Is dat een probleem? Ja, er worden meer vorderingen aangehouden dan gezond is voor de economie, want tegenover iedere vordering staat een schuld. Waar halen we zoveel schuld vandaan? De WRR zou zich dus moeten afvragen of we de samenleving anders kunnen inrichten om de vorderingencrisis in te dammen. Daarvoor zijn een aantal mogelijkheden. Eén daarvan wordt ook door de WRR besproken, de boekhoudregels voor pensioenfondsen. De regels zijn er thans teveel op gericht risico te vermijden. Voor lange termijn beleggingen is dat een verkeerde richtsnoer. In een pakhuis vol appels is er altijd wel eentje rot. Wie bang is voor rotte appels, kan niet sparen voor de dorst. Veel belangrijker is echter de vraag of zoveel kapitaaldekking wel goed is voor onze pensioenen, of dat we meer op een omslagstelsel kunnen vertrouwen. Bij kapitaaldekking spaart iedereen voor zijn eigen pensioen. Daarom hebben wij zoveel behoefte aan vorderingen. In een omslagstelsel is dat niet nodig: de huidige pensioenpremies worden gebruikt voor de pensioenen van vandaag. Net zo worden de premies van morgen gebruikt voor de pensioenen van premiebetalers van vandaag. Dus zijn er minder vorderingen nodig en wordt de vorderingencrisis ingedamd. In het rapport van de WRR komt het woord “omslagstelsel” welgeteld één keer voor. Afgerond: 100 maal te weinig.

Download column

 

2 REACTIES

  1. Bas de Bakker - november 24, 2016 om 3:26 pm

    In deze en eerdere columns stelt u dat er teveel vraag naar vorderingen is.
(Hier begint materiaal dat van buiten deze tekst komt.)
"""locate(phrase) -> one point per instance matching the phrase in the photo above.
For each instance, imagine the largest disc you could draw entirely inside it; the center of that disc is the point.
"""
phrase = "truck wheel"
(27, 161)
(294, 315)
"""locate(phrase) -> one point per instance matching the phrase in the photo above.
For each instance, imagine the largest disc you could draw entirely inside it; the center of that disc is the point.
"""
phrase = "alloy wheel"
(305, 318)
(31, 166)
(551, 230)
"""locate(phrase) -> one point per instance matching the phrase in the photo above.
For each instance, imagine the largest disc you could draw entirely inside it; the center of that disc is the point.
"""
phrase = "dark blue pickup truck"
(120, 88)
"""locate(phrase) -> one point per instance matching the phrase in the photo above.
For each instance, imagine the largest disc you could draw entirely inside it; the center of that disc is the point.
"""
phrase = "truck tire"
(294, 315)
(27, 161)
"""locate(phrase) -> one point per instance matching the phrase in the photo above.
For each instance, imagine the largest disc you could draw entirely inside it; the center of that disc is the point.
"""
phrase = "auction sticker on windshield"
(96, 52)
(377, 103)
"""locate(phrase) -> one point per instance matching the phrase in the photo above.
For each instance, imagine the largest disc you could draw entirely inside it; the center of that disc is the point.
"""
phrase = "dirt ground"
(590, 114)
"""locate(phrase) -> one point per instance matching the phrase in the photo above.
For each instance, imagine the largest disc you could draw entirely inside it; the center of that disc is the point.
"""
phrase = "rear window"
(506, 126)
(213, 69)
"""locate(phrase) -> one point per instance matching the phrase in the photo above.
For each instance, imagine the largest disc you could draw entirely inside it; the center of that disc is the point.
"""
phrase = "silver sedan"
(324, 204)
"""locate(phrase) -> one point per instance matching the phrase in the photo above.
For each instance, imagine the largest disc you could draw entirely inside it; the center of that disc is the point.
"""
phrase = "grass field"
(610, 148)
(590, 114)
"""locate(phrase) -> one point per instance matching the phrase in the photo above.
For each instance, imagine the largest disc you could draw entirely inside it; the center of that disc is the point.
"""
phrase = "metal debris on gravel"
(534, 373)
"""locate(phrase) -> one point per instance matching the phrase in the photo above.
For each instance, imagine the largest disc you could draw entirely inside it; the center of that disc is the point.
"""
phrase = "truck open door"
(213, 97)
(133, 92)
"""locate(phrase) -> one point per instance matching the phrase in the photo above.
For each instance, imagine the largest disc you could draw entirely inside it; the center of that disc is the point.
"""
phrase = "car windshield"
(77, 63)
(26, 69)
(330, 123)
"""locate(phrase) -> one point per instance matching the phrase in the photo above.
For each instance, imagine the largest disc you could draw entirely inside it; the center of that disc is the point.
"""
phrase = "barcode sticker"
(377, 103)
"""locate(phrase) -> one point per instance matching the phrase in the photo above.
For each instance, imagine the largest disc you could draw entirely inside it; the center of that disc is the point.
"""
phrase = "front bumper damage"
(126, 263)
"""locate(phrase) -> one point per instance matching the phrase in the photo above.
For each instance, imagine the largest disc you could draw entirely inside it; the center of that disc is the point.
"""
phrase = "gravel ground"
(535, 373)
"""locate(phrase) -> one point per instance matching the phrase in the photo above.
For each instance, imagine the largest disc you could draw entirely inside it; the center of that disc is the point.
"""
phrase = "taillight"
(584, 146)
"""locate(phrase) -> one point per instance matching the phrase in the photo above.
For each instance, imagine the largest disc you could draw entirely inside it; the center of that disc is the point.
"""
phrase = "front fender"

Logisch gevolg lijkt me dan dat de ECB die vraag niet nog verder moet vergroten door, zoals nu gebeurt, vorderingen op grote schaal op te kopen. Maar daarnaast verdedigt u het ECB beleid. Hoe is dat te rijmen?

    Beantwoorden
    • Coen Teulings - januari 15, 2017 om 11:46 am

      U werpt een zeer interessant punt op: er is teveel vraag naar vorderingen op lange termijn. Waarom moet de ECB dan de markt betreden met nog meer vraag naar vorderingen? Dat is een contra-intuïtieve reactie. De reden dat die reactie kan werken is echter dat de ECB daarmee het rendement op het aanhouden van lange vorderingen verlaagt en het daarmee minder aantrekkelijk maakt om lange vorderingen aan te houden. Wat de ECB in feite doet is looptijd transformatie: ze ruilt lange termijn vorderingen tegen korte termijn vorderingen en verlaagt daarmee het rendement op lange termijn vorderingen met als doel de huidige consumptie te stimuleren ten koste van de spaarbehoefte voor toekomstige consumptie. Normaal intervenieert de Centrale Bank alleen bij de korte rente om zo besparingen en investeringen vandaag in evenwicht te houden. De markt kan dan de termijnstructuur van de rente bepalen, wetende dat de Central Bank morgen opnieuw zal zorgdragen voor evenwicht op korte termijn markt, en overmorgen opnieuw. Het spaaroverschot is nu al een aantal jaren zo hoog dat alleen ingrijpen op de korte rente niet volstaat, dat is de essentie van de zero lower bound (de rente kan niet tot onder nul worden verlaagd). Dus geven de monetaire autoriteiten een signaal af dat ze de rente laag zullen houden zo lang als nodig is om het evenwicht op de kapitaalmarkt te herstellen.
      Zoals gezegd, dat kan werken. Echter, een hoger overheidstekort zou een veel effectiever instrument zijn om de kapitaalmarkt weer in evenwicht te krijgen. Ik denk dat we de grenzen van wat met het monetair beleid gerealiseerd kan worden inmiddels hebben bereikt.
      Met excuus voor mijn trage reactie.